Also known as disc mayweed, pineapple weed is an annual herb and member of the aster family, Asteraceae, that also includes chamomile, daisies, and lettuce. It is native to northeast Asia but was introduced into the US and now occurs in the compacted soils in gardens, unmowed areas, waste areas, and along roadways in the eastern US and along the Pacific coast. Plants prefer full sun and mesic conditions.
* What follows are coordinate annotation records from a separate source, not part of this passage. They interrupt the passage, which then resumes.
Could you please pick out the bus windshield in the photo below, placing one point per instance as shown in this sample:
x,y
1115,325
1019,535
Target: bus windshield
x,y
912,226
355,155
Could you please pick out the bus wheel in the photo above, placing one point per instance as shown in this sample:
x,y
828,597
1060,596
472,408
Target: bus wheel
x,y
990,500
Description: With a branching taproot, pineapple weed grows up to eighteen inches tall with a low branching habit. It has fern like pinnately compound leaves up to two inches long. The flowerheads are produced in the axils of the upper leaves and are 1/3 inch across. They consist of greenish yellow disk flowers that are arranged into a dome shape and are surrounded by overlapping green bracts with papery margins. Blooms appear during the summer for one to two months and are followed by an oblong achene. Both flowerheads and foliage have a pineapple aroma when crushed. Plants spread by seed.
Control: Mulch to prevent seeds from germinating; hoe or pull young plants as they appear. Pull, cut, or mow older plants before they set seed. Although some herbicides are ineffective on pineapple weed, Dithiopyrn, Isoxaben, and Simazine (preemergent), and Bromoxynil, and 2,4-D (post emergent), have been effective.